The results showed that LLMs that perform well on standard tests don't necessarily make good trading decisions. This highlights a significant gap between how we currently evaluate these models and how they perform in complex, real-world scenarios, emphasizing the need for better benchmarks that focus on sequential decision-making and adapting to live uncertainty.
Abstract
Large language models (LLMs) achieve strong performance across benchmarks--from knowledge quizzes and math reasoning to web-agent tasks--but these tests occur in static settings, lacking real dynamics and uncertainty. Consequently, they evaluate isolated reasoning or problem-solving rather than decision-making under uncertainty. To address this, we introduce LiveTradeBench, a live trading environment for evaluating LLM agents in realistic and evolving markets.

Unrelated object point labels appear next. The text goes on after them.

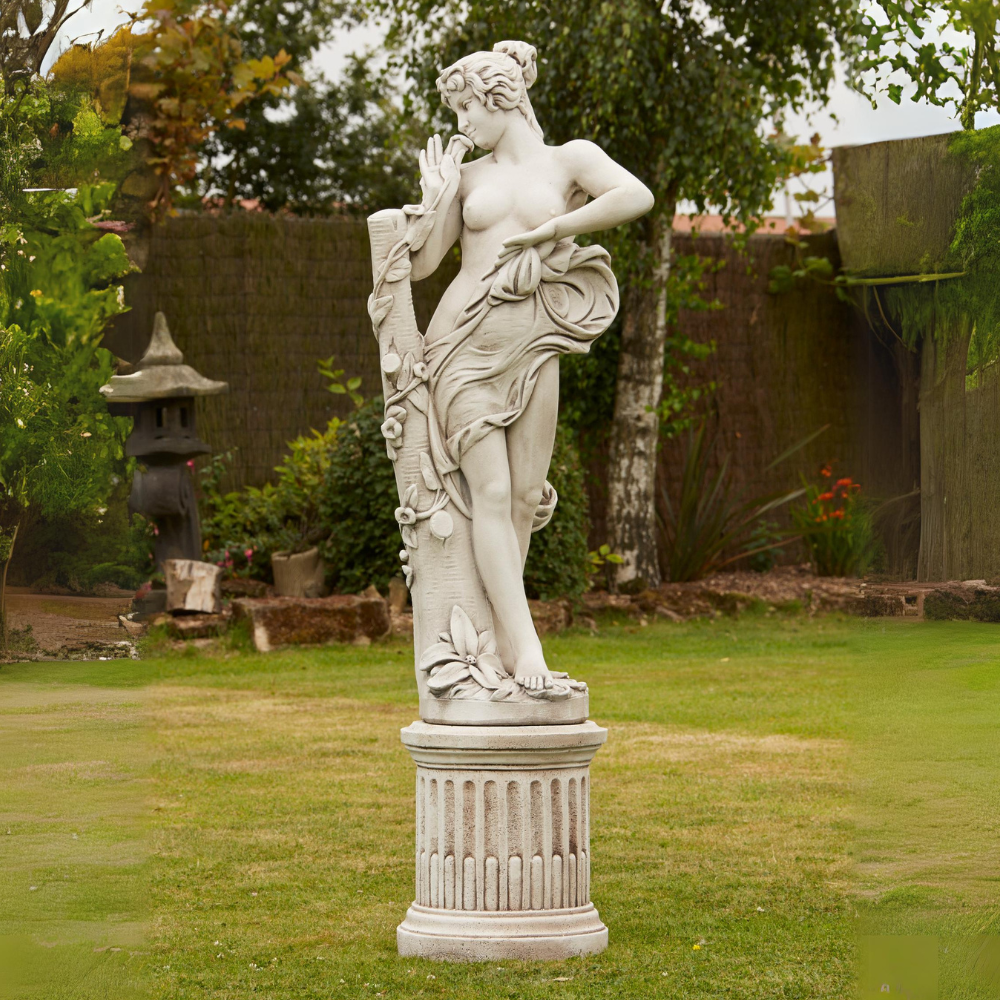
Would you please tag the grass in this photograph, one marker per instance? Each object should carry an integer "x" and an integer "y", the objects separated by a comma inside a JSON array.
[{"x": 244, "y": 822}]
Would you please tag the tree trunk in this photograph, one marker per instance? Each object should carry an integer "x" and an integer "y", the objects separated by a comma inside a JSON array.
[
  {"x": 635, "y": 431},
  {"x": 3, "y": 589},
  {"x": 946, "y": 546}
]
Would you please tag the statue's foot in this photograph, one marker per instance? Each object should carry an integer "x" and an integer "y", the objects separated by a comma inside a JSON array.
[{"x": 532, "y": 674}]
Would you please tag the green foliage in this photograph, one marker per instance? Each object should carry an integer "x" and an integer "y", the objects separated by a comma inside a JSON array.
[
  {"x": 101, "y": 545},
  {"x": 242, "y": 529},
  {"x": 59, "y": 448},
  {"x": 337, "y": 489},
  {"x": 912, "y": 37},
  {"x": 333, "y": 145},
  {"x": 970, "y": 302},
  {"x": 836, "y": 527},
  {"x": 357, "y": 505},
  {"x": 706, "y": 521},
  {"x": 637, "y": 78},
  {"x": 558, "y": 560}
]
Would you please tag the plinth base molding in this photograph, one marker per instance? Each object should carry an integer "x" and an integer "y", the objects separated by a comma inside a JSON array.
[
  {"x": 456, "y": 936},
  {"x": 503, "y": 843}
]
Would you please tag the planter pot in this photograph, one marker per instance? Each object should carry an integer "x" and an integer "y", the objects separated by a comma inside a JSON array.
[{"x": 298, "y": 574}]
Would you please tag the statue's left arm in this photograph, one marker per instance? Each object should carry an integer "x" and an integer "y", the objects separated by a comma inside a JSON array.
[{"x": 617, "y": 197}]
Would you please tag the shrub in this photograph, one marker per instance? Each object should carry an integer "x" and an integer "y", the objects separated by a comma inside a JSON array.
[
  {"x": 357, "y": 505},
  {"x": 836, "y": 527},
  {"x": 558, "y": 559},
  {"x": 338, "y": 489}
]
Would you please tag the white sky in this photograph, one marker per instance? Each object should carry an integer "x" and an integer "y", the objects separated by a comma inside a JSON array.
[{"x": 848, "y": 120}]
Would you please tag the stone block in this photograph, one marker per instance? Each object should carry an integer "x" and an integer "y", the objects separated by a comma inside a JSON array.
[
  {"x": 312, "y": 621},
  {"x": 192, "y": 585},
  {"x": 973, "y": 601}
]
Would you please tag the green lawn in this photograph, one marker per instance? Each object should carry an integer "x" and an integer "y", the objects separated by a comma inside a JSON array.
[{"x": 232, "y": 824}]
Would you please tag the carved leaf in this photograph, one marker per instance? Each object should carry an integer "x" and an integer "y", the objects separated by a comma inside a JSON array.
[
  {"x": 378, "y": 308},
  {"x": 441, "y": 525},
  {"x": 398, "y": 269},
  {"x": 419, "y": 399},
  {"x": 463, "y": 633},
  {"x": 440, "y": 652},
  {"x": 431, "y": 480},
  {"x": 490, "y": 665},
  {"x": 485, "y": 678},
  {"x": 407, "y": 372},
  {"x": 449, "y": 675},
  {"x": 505, "y": 690}
]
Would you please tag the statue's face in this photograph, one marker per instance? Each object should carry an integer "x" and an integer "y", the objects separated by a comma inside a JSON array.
[{"x": 482, "y": 126}]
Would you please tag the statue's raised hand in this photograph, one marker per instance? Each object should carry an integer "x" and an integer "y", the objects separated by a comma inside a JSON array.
[{"x": 440, "y": 167}]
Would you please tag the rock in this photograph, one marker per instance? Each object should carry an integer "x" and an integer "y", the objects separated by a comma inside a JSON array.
[
  {"x": 135, "y": 629},
  {"x": 881, "y": 605},
  {"x": 202, "y": 626},
  {"x": 298, "y": 574},
  {"x": 551, "y": 616},
  {"x": 963, "y": 602},
  {"x": 312, "y": 621},
  {"x": 240, "y": 587},
  {"x": 192, "y": 585},
  {"x": 148, "y": 603},
  {"x": 402, "y": 622}
]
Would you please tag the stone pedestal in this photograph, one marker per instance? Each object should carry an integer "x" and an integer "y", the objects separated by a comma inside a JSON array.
[{"x": 503, "y": 843}]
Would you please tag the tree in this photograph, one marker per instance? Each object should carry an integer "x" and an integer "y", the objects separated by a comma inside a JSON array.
[
  {"x": 320, "y": 145},
  {"x": 911, "y": 39},
  {"x": 22, "y": 51},
  {"x": 59, "y": 447},
  {"x": 679, "y": 93},
  {"x": 332, "y": 145}
]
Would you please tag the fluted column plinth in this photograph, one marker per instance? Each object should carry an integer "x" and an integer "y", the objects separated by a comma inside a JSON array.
[{"x": 503, "y": 843}]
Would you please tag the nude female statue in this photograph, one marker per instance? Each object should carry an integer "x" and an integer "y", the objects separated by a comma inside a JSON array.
[{"x": 525, "y": 294}]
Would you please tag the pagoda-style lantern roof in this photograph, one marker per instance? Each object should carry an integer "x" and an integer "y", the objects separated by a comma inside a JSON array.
[{"x": 160, "y": 374}]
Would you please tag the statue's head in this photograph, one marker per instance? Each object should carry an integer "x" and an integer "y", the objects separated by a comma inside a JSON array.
[{"x": 483, "y": 88}]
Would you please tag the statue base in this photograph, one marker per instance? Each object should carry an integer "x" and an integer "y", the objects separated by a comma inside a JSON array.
[{"x": 503, "y": 843}]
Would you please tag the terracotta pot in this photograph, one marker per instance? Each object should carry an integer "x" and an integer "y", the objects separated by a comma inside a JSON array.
[{"x": 298, "y": 574}]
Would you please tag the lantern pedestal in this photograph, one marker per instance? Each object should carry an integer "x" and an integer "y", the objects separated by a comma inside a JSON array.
[{"x": 503, "y": 843}]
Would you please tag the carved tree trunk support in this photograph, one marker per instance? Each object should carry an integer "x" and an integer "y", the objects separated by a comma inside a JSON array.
[{"x": 503, "y": 851}]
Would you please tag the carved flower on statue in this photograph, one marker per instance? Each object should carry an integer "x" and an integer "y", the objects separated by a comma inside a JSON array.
[
  {"x": 463, "y": 658},
  {"x": 406, "y": 517},
  {"x": 392, "y": 429}
]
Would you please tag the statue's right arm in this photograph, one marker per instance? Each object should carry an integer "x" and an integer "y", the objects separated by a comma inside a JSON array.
[{"x": 447, "y": 229}]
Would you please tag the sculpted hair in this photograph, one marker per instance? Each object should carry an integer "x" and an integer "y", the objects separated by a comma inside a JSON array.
[{"x": 500, "y": 79}]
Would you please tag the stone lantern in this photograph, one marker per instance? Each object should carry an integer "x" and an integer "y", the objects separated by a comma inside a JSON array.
[{"x": 159, "y": 396}]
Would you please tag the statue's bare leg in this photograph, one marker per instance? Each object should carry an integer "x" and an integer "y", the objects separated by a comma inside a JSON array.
[
  {"x": 529, "y": 449},
  {"x": 498, "y": 557}
]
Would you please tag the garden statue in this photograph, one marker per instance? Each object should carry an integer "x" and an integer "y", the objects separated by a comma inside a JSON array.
[{"x": 503, "y": 746}]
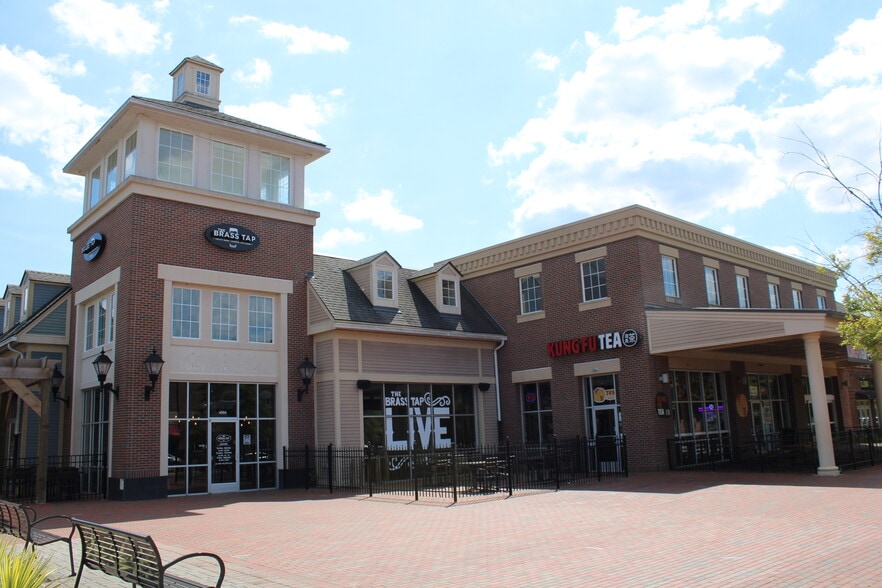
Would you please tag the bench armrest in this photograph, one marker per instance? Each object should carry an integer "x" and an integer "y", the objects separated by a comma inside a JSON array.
[{"x": 220, "y": 563}]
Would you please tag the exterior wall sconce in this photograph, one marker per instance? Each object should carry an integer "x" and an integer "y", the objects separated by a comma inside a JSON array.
[
  {"x": 55, "y": 381},
  {"x": 102, "y": 365},
  {"x": 153, "y": 365},
  {"x": 307, "y": 371}
]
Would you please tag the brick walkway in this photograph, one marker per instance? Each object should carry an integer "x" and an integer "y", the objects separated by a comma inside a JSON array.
[{"x": 665, "y": 529}]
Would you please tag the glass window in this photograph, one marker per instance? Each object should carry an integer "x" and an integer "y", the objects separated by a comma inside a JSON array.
[
  {"x": 131, "y": 154},
  {"x": 669, "y": 276},
  {"x": 260, "y": 319},
  {"x": 536, "y": 406},
  {"x": 227, "y": 168},
  {"x": 203, "y": 82},
  {"x": 743, "y": 291},
  {"x": 175, "y": 157},
  {"x": 594, "y": 280},
  {"x": 112, "y": 169},
  {"x": 448, "y": 292},
  {"x": 224, "y": 316},
  {"x": 274, "y": 173},
  {"x": 95, "y": 187},
  {"x": 774, "y": 296},
  {"x": 90, "y": 328},
  {"x": 185, "y": 313},
  {"x": 384, "y": 284},
  {"x": 712, "y": 284},
  {"x": 531, "y": 294}
]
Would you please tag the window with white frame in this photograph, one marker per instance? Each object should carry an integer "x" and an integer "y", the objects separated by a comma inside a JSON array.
[
  {"x": 669, "y": 277},
  {"x": 224, "y": 316},
  {"x": 185, "y": 313},
  {"x": 743, "y": 291},
  {"x": 227, "y": 168},
  {"x": 448, "y": 292},
  {"x": 274, "y": 173},
  {"x": 531, "y": 294},
  {"x": 89, "y": 341},
  {"x": 712, "y": 285},
  {"x": 175, "y": 157},
  {"x": 131, "y": 151},
  {"x": 384, "y": 285},
  {"x": 774, "y": 296},
  {"x": 594, "y": 279},
  {"x": 112, "y": 170},
  {"x": 260, "y": 319},
  {"x": 203, "y": 82},
  {"x": 95, "y": 187}
]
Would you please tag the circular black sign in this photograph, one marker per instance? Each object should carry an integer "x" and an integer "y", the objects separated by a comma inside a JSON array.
[
  {"x": 232, "y": 237},
  {"x": 93, "y": 247}
]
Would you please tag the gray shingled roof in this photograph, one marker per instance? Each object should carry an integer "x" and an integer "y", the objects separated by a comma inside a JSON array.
[
  {"x": 346, "y": 302},
  {"x": 205, "y": 112}
]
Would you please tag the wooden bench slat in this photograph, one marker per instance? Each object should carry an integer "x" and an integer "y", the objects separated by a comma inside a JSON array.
[{"x": 132, "y": 558}]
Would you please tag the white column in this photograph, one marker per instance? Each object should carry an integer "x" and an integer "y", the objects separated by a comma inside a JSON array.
[{"x": 823, "y": 436}]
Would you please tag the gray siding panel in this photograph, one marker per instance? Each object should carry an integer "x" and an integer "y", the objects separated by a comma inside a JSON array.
[{"x": 55, "y": 323}]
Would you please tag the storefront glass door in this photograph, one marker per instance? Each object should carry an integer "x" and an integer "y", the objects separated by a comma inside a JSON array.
[{"x": 224, "y": 440}]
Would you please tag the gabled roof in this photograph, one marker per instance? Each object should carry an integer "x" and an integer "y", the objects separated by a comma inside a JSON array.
[{"x": 346, "y": 302}]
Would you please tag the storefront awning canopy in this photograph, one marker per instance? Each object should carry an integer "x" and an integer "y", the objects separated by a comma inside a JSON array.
[{"x": 746, "y": 333}]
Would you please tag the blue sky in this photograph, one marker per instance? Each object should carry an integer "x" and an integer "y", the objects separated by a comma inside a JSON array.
[{"x": 457, "y": 125}]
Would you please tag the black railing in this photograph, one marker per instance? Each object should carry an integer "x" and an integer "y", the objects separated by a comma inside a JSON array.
[
  {"x": 790, "y": 450},
  {"x": 456, "y": 472},
  {"x": 69, "y": 477}
]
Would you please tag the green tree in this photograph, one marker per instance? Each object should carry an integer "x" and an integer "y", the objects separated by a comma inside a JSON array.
[{"x": 862, "y": 302}]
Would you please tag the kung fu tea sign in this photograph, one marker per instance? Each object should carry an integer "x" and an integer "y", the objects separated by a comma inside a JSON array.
[
  {"x": 232, "y": 237},
  {"x": 612, "y": 340}
]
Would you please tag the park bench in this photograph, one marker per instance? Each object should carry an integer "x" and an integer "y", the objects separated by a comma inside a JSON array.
[
  {"x": 22, "y": 522},
  {"x": 133, "y": 558}
]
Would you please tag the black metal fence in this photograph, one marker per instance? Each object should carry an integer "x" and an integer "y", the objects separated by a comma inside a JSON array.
[
  {"x": 456, "y": 472},
  {"x": 786, "y": 451},
  {"x": 69, "y": 477}
]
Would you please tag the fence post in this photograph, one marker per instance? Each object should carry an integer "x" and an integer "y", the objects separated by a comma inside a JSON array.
[
  {"x": 330, "y": 469},
  {"x": 369, "y": 464},
  {"x": 508, "y": 466},
  {"x": 306, "y": 475}
]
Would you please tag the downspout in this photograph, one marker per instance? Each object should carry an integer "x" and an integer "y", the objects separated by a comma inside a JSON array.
[{"x": 496, "y": 376}]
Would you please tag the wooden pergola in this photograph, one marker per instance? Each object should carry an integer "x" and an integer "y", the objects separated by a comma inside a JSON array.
[{"x": 18, "y": 375}]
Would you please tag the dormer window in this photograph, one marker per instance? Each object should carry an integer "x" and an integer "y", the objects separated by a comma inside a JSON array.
[
  {"x": 384, "y": 285},
  {"x": 203, "y": 82}
]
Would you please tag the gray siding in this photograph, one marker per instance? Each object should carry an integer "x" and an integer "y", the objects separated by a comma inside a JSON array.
[{"x": 55, "y": 323}]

LiveTradeBench follows three design principles: (i) Live data streaming of market prices and news, eliminating dependence on offline backtesting and preventing information leakage while capturing real-time uncertainty; (ii) a portfolio-management abstraction that extends control from single-asset actions to multi-asset allocation, integrating risk management and cross-asset reasoning; and (iii) multi-market evaluation across structurally distinct environments--U.S. stocks and Polymarket prediction markets--differing in volatility, liquidity, and information flow. At each step, an agent observes prices, news, and its portfolio, then outputs percentage allocations that balance risk and return. Using LiveTradeBench, we run 50-day live evaluations of 21 LLMs across families. Results show that (1) high LMArena scores do not imply superior trading outcomes; (2) models display distinct portfolio styles reflecting risk appetite and reasoning dynamics; and (3) some LLMs effectively leverage live signals to adapt decisions. These findings expose a gap between static evaluation and real-world competence, motivating benchmarks that test sequential decision making and consistency under live uncertainty.